Ron Jr.’s exposure to family biases could hardly have been more intense. He was eight when his father was elected governor of California, sixteen when his father left office, and eighteen when he was dispatched to Yale for higher education, a few weeks after his father had failed to wrest the nomination away from Gerald Ford.
One weekend, back then, is vivid in the memory. It had been arranged that the Reagans — father, mother, son — would spend Thanksgiving 1976 as guests of the Buckleys. There would be Thanksgiving lunch at Great Elm, in Sharon, and the balance of the weekend as houseguests of me and my wife, Pat, at our home in Stamford, Connecticut, on the Long Island Sound. But when the Reagans arrived in Sharon, there was tension.
“Tell Bill about it,” said Nancy, drawing her husband and me to one side.
The story was that Ron Jr., in his first semester at Yale, had decided to quit college — more or less immediately. I expressed doubt that he was having academic problems, which indeed he was not, and his parents brought me to the heart of the matter. What moved him was a voracious desire to dance professionally. He wanted to train, beginning immediately, as a ballet student.
Reagan told me that he had frankly given up, on the two-hour drive from New York, trying to deflect his son from his resolution. In whispers, he and Nancy had conferred on a tactical retreat. Ron Jr. must proceed with his college work until the end of the semester, and only then go off to ballet school, from which he could return to his studies at Yale at any time in the future.

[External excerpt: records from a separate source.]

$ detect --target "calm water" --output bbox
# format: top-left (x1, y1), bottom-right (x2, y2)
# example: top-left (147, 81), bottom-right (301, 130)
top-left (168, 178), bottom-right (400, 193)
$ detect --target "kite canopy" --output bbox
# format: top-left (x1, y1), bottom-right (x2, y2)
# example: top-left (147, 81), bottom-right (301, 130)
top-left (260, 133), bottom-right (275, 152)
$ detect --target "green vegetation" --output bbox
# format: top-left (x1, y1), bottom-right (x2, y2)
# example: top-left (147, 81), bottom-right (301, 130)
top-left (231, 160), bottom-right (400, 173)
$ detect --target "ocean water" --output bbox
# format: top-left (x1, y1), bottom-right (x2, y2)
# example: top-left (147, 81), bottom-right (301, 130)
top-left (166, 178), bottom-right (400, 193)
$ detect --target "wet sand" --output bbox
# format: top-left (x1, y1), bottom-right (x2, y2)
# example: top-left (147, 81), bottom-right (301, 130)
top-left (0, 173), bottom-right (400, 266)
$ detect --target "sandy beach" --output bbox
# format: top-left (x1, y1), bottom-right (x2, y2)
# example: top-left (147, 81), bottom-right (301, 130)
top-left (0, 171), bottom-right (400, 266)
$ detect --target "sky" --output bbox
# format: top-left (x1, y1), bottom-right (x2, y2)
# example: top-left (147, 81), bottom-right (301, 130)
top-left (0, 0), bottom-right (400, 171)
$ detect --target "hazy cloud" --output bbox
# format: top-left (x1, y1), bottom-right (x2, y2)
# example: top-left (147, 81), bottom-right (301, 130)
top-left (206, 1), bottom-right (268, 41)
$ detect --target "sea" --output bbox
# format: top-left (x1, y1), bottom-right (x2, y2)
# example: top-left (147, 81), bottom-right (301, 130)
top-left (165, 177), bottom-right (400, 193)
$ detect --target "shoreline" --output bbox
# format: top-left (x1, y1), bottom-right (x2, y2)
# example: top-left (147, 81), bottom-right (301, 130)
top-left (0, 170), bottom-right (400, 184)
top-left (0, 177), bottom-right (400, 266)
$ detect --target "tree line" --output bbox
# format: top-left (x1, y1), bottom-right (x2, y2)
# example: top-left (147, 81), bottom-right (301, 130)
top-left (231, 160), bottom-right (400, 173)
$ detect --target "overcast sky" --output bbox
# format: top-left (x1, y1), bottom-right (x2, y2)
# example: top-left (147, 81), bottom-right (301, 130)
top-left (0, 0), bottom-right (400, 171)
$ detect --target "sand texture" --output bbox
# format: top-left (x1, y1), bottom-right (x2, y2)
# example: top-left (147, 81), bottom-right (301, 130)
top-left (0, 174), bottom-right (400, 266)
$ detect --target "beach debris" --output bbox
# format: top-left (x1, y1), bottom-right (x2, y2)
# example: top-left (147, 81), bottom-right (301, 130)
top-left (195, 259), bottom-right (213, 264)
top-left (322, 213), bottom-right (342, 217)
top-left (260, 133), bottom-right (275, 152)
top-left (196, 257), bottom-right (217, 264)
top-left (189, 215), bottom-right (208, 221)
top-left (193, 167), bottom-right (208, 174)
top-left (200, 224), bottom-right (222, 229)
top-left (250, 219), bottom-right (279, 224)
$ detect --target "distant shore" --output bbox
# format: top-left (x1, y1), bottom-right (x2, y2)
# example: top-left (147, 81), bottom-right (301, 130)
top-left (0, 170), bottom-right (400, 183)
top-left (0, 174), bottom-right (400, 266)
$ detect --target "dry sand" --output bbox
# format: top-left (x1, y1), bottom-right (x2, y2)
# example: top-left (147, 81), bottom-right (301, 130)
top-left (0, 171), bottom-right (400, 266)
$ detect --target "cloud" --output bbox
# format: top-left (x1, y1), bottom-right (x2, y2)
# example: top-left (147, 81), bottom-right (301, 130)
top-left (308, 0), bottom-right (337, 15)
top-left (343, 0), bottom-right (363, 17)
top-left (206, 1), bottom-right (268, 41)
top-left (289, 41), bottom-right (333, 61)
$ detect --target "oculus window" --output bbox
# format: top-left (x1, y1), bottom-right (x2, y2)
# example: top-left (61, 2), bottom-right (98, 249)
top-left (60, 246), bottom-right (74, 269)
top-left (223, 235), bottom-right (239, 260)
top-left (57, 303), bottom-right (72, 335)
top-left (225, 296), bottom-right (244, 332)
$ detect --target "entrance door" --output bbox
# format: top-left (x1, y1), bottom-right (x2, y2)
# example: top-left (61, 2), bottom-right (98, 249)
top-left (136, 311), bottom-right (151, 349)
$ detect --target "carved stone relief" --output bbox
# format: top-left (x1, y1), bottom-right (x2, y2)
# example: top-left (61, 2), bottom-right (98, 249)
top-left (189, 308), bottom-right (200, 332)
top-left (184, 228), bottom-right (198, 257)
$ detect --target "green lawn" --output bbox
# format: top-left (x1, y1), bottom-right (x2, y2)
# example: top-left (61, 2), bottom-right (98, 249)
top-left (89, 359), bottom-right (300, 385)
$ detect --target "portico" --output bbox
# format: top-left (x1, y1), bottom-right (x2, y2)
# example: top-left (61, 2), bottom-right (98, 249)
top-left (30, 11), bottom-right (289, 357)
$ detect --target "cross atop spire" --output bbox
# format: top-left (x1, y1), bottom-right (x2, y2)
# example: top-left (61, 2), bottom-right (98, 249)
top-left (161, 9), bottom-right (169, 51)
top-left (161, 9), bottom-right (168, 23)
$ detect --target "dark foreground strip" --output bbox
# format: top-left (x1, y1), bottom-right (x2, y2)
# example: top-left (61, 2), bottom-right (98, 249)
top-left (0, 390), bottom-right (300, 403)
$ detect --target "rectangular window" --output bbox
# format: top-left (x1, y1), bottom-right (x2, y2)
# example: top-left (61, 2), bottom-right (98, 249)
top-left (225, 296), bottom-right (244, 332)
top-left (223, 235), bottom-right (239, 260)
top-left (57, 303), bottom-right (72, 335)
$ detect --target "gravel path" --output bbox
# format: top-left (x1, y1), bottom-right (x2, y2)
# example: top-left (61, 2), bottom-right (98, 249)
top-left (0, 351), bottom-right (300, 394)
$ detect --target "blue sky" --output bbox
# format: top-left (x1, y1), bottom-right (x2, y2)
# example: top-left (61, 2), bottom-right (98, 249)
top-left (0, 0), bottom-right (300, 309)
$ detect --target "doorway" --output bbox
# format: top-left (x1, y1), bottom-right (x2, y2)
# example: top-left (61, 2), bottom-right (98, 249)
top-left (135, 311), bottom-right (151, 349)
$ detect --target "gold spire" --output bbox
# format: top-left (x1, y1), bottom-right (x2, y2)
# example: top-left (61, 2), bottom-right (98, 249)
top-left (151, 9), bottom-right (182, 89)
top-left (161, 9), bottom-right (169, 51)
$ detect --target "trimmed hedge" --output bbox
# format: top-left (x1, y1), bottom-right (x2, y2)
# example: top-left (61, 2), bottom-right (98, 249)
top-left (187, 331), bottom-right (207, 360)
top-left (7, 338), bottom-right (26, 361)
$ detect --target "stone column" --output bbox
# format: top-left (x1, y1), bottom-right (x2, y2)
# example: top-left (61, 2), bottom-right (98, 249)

Ron Jr. had said no. I was given the assignment of persuading him otherwise.
The rest of the day was dotted with family meetings, the Reagans together, of course, but then various Buckleys with various Reagans, according as it was hoped that my wife might be especially influential, or my aged mother, or some or all of the half dozen of my brothers and sisters who were there for Thanksgiving. These meetings were interrupted first by the repast, and then by the annual football game, at which, this time around, Ronald Reagan, sometime governor of California, aspirant President of the United States, was elected captain of the A Team and distinguished himself for a half hour, outdone in virtuoso passing and catching only by B Team ingénue, Ronald Reagan Jr., about to be ex-Yale 1980.
Individually and in groups — my brother Jim, a Yale graduate, had a round or two — we attempted to make the point that Ron Jr. should give the academic life a better try. He in turn stressed the point that already, at eighteen, he was far behind in studying dance.
“They begin,” he explained to me patiently but doggedly, “at age twelve. There’s no way I can go back and dance full time from age twelve. But I am really sunk at this point if I set my training back another week.”
That was his position and he lived (and died?) by it, returning to New Haven only to pick up his baggage, and reporting immediately to a dance school. He was soon picked up by the Joffrey Ballet, and got performances in its second division.
The balance of the weekend, in Stamford, was warm, but distracted by the wrench of Ron Jr.’s decision to go it alone.
And Ronald Reagan was as determined to subject his son to poverty as Ron Jr. was to live in it. Ron Jr. was entirely submissive in his sequestration — austerity was a part of his theatrical occupation.
After a few years he left the ballet and made his way — with his wife, Doria, a psychologist — as a commentator and journalist.